Da stand Hiob auf und zerriss sein Gewand und schor sein Haupt; und er warf sich auf die Erde nieder und betete an. Und er sprach: Nackt bin ich aus dem Leib meiner Mutter gekommen; nackt werde ich wieder dahingehen. Der HERR hat gegeben, der HERR hat genommen; der Name des HERRN sei gelobt! Bei alledem sündigte Hiob nicht und verhielt sich nicht ungebührlich gegen Gott.

Hiob 1,20-22

Lasst uns GOTT die Ehre geben,
was auch passieren mag im Leben,
Jesus Christus treu folgsam sein
und für IHN leben ganz allein!

Frage: Was würden Sie zu Gott sagen, wenn Sie an einem einzigen Tag um Hab und Gut und all ihrer Kinder beraubt würden?
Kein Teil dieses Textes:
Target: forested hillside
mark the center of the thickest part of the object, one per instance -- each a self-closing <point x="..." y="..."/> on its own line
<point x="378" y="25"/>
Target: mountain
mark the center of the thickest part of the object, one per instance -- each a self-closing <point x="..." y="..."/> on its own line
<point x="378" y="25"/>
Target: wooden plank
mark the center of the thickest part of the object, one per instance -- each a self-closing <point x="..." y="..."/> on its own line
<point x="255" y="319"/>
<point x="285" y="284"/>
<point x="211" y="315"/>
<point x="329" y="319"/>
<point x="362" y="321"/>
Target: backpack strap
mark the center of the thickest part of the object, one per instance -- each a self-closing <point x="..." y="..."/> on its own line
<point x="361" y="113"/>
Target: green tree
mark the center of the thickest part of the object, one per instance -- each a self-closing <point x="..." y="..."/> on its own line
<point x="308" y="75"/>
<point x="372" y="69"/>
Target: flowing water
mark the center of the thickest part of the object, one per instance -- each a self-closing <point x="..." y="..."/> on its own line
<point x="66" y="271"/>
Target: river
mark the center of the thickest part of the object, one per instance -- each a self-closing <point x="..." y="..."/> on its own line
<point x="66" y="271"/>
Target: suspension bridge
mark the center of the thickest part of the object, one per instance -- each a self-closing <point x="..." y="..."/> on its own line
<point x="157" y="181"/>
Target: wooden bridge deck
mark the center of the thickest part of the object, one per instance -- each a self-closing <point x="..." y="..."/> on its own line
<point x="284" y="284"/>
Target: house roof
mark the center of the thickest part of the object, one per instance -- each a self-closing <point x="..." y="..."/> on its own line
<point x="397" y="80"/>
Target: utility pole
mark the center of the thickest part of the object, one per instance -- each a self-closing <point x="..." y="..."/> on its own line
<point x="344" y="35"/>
Tipp: Hiob wusste nicht, was `hinter den Kulissen` abging: Satans Behauptung, Gott würde nur wegen Segnungen geliebt – nicht aber um seiner selbst willen! Doch Hiob bewies das Gegenteil! Lieben wir auch ohne Gegenleistung oder gar bei Enttäuschung? Nach 1. Kor. 13,5 sucht Liebe nicht das Ihre – sondern selbstlos nur das Wohl des Anderen. Weiter heißt es: `sie lässt sich nicht erbittern`. Gott hat doch alle Macht! Warum lässt er es zu? Werden wir Bitter gegen Gott wegen erfahrenem Leid? Auch heute geschehen weltweit leidvolle Dinge: Lügen, Boshaftigkeiten und Druck durch die Elite – warum lässt Gott es zu? Aber auch: Was passiert aktuell in der unsichtbaren Geisteswelt? Lasst uns Gott vertrauen, auf das Ende schauen und mit Hiob ausrufen: `Aber ich weiß, dass mein Erlöser lebt, und als der Letzte wird er über dem Staub sich erheben.` Wie herrlich! Jesus Christus ist der Sieger, A und O, Anfang und Ende und am Ende wird Treue belohnt werden!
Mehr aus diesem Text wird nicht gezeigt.